日本男子の正装とされる紋付袴を、身につけたことはあるだろうか。実は俺、たった一度だけ紋付袴姿で一日を過ごしたことがある。今から20年前の、俺の成人式。
以前から、凛々しい紋付袴姿に俺はずっと憧れていた。考えてみれば、堂々と紋付袴を着られる日なんて、人生で成人式か自分の結婚式の2回くらいしかない。そのわずかなチャンスを逃すはもったいないではないか。そう思うと、おのずと決意は固まった。成人式の式典に参加する友達はみんなスーツで行くと言っていたが、そんなの関係ない。さっそく貸衣装で紋付袴のレンタルを調べてみると、5万円ほどの貸出料金が必要だという。たった一日だけ服を借りるのに5万円もの大金を払うのは貧乏学生だった俺にはかなり痛い出費だったが、それでも成人式は一生一度のおめでたい日だからと割り切って、がんばってバイトの量を増やして奮発した。
成人の日当日。朝からどしゃ降りの雨。近所の美容室へ紋付袴の着付けに向かう。すでにきれいにヘアメイクをした人や艶やかな振袖に身を包んだ新成人が何人かいたが、男は俺だけ。昔から顔見知りの美容室のおばさんの前でパンツ一丁になるのは恥ずかしかったが、「赤ちゃんの頃から知ってるけど、成人式かぁ…」なんてお決まりの台詞を感慨深く言うもんだから、俺はもう照れるしかなかった。

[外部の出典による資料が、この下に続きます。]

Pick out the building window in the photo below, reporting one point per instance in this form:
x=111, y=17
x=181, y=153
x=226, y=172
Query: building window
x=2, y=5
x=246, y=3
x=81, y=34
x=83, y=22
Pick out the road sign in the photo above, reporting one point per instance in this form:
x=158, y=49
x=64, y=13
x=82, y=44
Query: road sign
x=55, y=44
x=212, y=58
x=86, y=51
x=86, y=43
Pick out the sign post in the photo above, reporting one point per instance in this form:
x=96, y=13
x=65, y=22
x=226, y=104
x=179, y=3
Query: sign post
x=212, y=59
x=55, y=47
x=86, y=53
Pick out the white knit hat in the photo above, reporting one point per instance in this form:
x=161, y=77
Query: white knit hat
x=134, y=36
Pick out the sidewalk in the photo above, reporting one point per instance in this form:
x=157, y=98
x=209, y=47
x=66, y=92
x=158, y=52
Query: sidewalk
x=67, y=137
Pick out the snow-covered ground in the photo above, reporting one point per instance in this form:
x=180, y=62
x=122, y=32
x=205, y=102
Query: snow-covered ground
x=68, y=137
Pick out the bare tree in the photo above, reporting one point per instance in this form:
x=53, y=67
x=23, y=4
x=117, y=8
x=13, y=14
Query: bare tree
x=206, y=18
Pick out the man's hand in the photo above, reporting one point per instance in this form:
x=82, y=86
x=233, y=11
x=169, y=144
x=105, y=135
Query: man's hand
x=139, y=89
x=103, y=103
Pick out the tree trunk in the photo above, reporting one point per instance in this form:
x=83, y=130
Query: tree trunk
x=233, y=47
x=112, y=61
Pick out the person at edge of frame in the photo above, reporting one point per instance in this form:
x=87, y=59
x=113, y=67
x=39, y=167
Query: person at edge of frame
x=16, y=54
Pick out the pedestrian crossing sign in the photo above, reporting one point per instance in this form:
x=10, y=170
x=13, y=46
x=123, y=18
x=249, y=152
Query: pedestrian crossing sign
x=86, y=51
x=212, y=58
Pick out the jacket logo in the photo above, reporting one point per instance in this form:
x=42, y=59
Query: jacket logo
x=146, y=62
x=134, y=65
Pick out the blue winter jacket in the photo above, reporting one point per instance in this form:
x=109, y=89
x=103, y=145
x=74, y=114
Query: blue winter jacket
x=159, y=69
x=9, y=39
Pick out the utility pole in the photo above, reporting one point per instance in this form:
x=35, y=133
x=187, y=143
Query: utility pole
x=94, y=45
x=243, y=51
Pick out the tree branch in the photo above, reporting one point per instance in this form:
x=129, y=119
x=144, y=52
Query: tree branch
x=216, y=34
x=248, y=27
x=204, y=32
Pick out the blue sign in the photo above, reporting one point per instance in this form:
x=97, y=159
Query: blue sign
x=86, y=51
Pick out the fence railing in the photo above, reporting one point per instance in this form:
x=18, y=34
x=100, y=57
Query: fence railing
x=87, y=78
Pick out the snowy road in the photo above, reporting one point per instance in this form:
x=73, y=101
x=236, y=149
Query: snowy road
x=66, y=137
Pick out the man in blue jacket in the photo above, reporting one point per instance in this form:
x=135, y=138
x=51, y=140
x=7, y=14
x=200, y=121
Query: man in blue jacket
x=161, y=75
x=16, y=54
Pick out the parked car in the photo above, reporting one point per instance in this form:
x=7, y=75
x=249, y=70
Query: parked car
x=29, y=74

友達の車に便乗して、式典会場へ向かう。当時の会場はボロい市民体育館。隣にある高校のグラウンドが臨時駐車場になっていたが、朝からの雨で足元はひどくぬかるんでいた。なるだけ紋付袴を濡らさないように泥がつかないように歩こうとするものの、履き慣れない草履では困難だ。車を降りて体育館に着くまでにはすっかり濡れて、泥があちこちに跳ねてしまっていた。底冷えのする体育館で久しぶりに会った旧友や恩師は、俺の紋付袴姿を見て「バカ殿みたいだな!」と憎まれ口を叩いたけれど、そうやって相変わらず俺に絡んでくれるのがうれしかった。
あれから20年。俺も2度目の成人式を迎える年になった。その後紋付袴を着ることはないけれど、紋付袴の成人式は俺の中で大切な思い出になっている。